In an unmistakable warning shot to mortgage servicers, the CFPB recently issued a “Mortgage Servicing Special Edition” of its Supervisory Highlights. The CFPB also updated portions of its Mortgage Servicing Examination Procedures.
In the Bureau’s accompanying press release, and throughout the Supervisory Highlights, there is a particular focus on perceived technological failures. In the words of Director Cordray: “Mortgage servicers can’t hide behind their bad computer systems or outdated technology. There are no excuses for not following federal rules.” The clear takeaway is that the CFPB will not be persuaded by arguments that system limitations impair a servicer’s ability to comply with CFPB regulatory interpretations.
The Supervisory Highlights focus primarily on issues involving loss mitigation procedures and servicing transfers. Scrutiny in these areas should not be a surprise to the industry, due to the CFPB’s continued emphasis in the areas, the logistical difficulties involved, and the inherent potential impact on consumers.
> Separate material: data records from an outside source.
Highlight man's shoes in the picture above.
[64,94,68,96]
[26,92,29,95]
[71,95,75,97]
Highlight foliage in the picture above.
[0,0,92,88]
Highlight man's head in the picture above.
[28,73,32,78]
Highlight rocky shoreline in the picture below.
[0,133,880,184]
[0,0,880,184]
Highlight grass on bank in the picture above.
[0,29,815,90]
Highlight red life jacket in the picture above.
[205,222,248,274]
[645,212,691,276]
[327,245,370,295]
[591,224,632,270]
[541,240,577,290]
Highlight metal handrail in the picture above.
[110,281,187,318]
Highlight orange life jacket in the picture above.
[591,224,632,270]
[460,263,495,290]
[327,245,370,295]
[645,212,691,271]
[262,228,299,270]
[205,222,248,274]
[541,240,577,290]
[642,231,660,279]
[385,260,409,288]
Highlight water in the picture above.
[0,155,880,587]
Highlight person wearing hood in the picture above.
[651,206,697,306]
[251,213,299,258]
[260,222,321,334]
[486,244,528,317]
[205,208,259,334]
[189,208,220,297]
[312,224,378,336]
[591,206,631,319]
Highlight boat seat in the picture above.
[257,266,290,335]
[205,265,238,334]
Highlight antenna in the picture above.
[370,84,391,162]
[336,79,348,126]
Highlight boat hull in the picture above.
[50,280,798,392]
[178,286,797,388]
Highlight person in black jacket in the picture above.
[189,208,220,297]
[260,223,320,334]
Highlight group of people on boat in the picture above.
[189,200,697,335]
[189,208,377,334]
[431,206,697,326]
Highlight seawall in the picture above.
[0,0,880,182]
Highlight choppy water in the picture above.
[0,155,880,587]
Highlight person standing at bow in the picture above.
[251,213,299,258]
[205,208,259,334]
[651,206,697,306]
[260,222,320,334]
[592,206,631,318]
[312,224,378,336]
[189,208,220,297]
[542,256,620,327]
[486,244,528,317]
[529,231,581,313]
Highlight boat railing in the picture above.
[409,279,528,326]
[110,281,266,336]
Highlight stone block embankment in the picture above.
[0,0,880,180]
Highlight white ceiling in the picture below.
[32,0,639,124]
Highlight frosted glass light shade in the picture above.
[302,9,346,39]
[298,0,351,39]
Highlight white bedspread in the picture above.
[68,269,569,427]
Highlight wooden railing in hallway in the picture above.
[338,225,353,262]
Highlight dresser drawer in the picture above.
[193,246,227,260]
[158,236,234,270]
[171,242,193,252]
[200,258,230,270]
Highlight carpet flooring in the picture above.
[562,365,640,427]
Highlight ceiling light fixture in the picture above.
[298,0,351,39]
On the topic of loss mitigation, the CFPB first addresses issues with loss mitigation acknowledgment notices under Regulation X. Findings include obvious issues, such as failing to send an acknowledgment notice due to system glitches, and failing to send the notice within the 5-day time frame. The report also highlights issues with requests for additional information in connection with incomplete loss mitigation applications. Notably, the findings cite failures to request necessary documents, requesting documentation that is not applicable to a particular borrower, and requesting documents that a borrower already submitted. As we have noted in response to past Supervisory Highlights, the CFPB expects that 5-day acknowledgement notices be tailored to the particular borrower and reflective of information already on file.
The CFPB also cites issues regarding loss mitigation offer letters. Noted issues include deceptive statements of the time at which fees, charges, and advances would be assessed. The document notes examples of servicers taking “unreasonable advantage of borrowers’ lack of understanding of the material risks of the loan modification” in terms of when certain charges would be assessed. These findings reinforce the importance of considering potential payment shock for borrowers through the life of a modified loan, and the clarity with which payment schedules are disclosed in modification agreements and accompanying materials.
The Supervisory Highlights provide several other examples of issues for loss mitigation offers. Such issues include the failure to disclose conditions of a permanent loan modification with the trial modification plan, and failure to timely convert completed trial modifications into permanent modifications. In the category of easily preventable issues, the report notes repeated findings of broad waivers of consumer rights in loss mitigation agreements. In our experience, such waiver-of-rights provisions are common in legacy loss mitigation agreement templates. If not done already, servicers should review all loss mitigation agreement templates to remove these types of broad waiver clauses.
Finally on the topic of loss mitigation, the Supervisory Highlights note issues pertaining to denial notices. Cited issues include incorrect statements of the reason for denial, and failing to correctly state the borrower’s right to appeal the denial.
Regarding servicing transfers, the CFPB notes that incompatibilities between servicer platforms have, in part, caused issues related to in-process loss mitigation. Examples of issues include a transferee servicer failing to honor the terms of loss mitigation agreements already in place at the time of transfer, and delays converting trial loan modifications to permanent loan modifications.
Notably, this section of the Supervisory Highlights includes some limited positive feedback. The CFPB states that one or more transferee servicers began to use certain tools available to the industry, such as Fannie’s HomeSaver Solutions Network and the HAMP Reporting Tool, to reconcile loan data during transfer and better identify in-flight modifications.
As noted above, the CFPB also revised its Mortgage Servicing Examination Procedures. On the topic of complaint handling, the revised module focuses on a servicer’s procedures for expedited evaluation of complaints and information requests for borrowers in foreclosure. The CFPB also notes that it will be conducting targeted reviews of fair lending issues for mortgage servicers.